The two-pronged mission of the Federal Trade Commission is to protect consumers and promote competition. According to the FTC’s website, protecting consumers includes “stopping unfair, deceptive or fraudulent practices in the marketplace,” which these days necessarily includes data security. To that end, the FTC recently published a user-friendly response guide for organizations that have experienced a data breach, which seems to be just about everybody.

The guide assumes that a hypothetical company has just learned that it has experienced a data breach, which might include hackers taking personal information, an insider stealing customer information, information being inadvertently exposed on the company’s website or any number of other breach events. The fifteen-page guide then walks through the basic steps to be taken by the company and the persons or agencies that it should contact. Here are the highlights:

Secure your operations

  • Assemble a team of experts, including data forensics and legal
  • Secure physical areas
  • Stop additional data loss
  • Remove improperly posted information from the web
  • Interview key personnel
  • Do not destroy the evidence

Fix vulnerabilities

  • Think about service provider access privileges and remediation steps
  • Check network segmentation effectiveness
  • Work with forensics experts to analyze the nature and scope of the breach
  • Have a clear, plain-English communication plan that reaches all affected audiences, including employees, customers, stockholders and business partners but does not further compromise privacy rights

Notify appropriate parties

  • Determine legal requirements
  • Notify law enforcement
  • Notify affected businesses
  • Consider whether electronic health information was involved and whether the HIPAA Breach Notification Rule was triggered
  • Notify affected individuals (the guide includes a model notification letter)

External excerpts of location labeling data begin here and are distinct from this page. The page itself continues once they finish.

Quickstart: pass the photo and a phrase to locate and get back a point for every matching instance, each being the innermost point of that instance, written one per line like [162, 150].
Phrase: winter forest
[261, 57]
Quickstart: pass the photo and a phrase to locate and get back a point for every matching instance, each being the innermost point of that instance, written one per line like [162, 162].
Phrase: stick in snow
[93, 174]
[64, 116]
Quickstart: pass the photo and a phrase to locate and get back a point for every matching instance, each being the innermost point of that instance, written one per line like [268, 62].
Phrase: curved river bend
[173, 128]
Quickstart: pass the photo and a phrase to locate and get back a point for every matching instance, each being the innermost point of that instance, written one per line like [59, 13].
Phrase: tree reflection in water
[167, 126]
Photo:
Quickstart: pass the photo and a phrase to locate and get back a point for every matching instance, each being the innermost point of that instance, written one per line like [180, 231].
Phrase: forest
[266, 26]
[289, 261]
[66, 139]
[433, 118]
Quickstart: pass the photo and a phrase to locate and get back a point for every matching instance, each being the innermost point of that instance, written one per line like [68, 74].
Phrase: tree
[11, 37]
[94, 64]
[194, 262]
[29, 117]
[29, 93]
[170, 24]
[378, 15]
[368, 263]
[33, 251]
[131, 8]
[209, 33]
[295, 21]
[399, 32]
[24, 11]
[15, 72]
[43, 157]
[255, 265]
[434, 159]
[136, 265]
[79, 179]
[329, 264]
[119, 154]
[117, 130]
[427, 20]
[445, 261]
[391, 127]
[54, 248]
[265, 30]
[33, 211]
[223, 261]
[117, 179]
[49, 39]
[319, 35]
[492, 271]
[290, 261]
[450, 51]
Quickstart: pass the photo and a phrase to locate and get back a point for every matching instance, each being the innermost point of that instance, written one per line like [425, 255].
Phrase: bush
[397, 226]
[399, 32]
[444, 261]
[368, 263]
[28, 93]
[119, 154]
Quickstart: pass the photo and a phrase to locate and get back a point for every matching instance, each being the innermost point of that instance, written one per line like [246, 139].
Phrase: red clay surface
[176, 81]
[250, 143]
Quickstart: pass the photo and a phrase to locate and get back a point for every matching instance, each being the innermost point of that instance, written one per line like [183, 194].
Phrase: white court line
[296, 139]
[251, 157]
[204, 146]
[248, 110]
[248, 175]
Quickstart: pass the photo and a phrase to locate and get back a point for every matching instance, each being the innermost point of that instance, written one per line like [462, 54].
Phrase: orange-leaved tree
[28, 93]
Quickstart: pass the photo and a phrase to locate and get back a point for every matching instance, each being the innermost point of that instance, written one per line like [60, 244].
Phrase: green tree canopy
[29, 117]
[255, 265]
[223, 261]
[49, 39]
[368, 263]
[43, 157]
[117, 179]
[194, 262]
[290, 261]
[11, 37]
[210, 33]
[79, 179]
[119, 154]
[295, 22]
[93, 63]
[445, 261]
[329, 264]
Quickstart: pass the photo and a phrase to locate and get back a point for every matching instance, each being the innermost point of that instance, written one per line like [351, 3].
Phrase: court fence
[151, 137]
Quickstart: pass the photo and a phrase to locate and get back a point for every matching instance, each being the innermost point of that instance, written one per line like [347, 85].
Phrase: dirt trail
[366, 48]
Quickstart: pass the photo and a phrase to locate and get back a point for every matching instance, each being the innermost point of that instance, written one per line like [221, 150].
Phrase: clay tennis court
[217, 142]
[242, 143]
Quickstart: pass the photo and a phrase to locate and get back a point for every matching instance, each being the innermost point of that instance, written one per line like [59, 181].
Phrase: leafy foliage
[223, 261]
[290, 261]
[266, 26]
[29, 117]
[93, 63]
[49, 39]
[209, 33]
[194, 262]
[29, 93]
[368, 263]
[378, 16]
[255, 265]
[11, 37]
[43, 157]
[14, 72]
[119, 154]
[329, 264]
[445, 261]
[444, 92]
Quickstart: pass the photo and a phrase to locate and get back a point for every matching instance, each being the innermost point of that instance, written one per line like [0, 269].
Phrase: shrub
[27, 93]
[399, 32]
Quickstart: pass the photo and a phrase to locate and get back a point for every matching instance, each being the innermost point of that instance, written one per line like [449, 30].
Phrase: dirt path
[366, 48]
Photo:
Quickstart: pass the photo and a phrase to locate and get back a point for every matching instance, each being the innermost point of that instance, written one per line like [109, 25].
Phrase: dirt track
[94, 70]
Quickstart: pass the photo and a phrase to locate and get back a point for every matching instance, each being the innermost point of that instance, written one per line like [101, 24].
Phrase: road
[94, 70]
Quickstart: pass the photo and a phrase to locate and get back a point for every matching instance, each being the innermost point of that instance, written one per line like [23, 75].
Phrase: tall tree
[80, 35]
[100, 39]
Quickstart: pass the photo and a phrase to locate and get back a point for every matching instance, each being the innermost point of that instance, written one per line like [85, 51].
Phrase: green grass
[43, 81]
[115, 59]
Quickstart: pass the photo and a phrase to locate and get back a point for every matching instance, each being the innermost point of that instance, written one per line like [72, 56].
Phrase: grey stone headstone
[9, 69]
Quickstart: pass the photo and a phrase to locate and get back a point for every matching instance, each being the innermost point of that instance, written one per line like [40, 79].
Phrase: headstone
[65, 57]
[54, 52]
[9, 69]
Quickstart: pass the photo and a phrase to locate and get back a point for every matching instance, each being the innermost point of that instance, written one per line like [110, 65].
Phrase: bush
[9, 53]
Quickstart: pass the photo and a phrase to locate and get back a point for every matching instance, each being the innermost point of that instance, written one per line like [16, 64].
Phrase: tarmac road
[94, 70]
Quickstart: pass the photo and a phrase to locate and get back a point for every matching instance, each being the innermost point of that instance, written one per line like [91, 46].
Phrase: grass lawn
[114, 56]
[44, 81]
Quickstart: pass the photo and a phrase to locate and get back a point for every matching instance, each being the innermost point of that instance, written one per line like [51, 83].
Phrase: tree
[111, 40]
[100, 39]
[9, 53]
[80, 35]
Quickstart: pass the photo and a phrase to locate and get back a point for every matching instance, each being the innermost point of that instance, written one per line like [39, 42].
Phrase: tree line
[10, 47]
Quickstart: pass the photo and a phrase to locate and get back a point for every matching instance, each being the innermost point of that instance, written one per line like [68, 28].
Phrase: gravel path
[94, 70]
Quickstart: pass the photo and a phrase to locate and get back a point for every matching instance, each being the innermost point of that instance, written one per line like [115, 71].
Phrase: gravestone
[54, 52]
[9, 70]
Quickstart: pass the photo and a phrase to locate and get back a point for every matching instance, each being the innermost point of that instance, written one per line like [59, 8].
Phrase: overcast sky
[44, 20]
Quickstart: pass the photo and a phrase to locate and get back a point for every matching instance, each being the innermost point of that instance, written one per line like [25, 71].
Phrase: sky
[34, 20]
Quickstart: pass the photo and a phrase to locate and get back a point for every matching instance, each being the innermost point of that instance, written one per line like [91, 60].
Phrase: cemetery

The FTC’s guide is designed for smaller businesses that do not already have a detailed crisis management plan in place and need somewhere to turn in the event of a data breach. But a surprising number of public companies also fall into that category, despite dire warnings from the SEC, various enforcement agencies and the media about the explosion of cyber intrusions and data security breaches.

Effective crisis management is essential to enterprise risk management. Perhaps the FTC’s guide will serve as a reminder of the importance of establishing and refreshing comprehensive post-breach response processes tailored to each company’s individual circumstances. Failure to do so could have serious consequences when the inevitable occurs.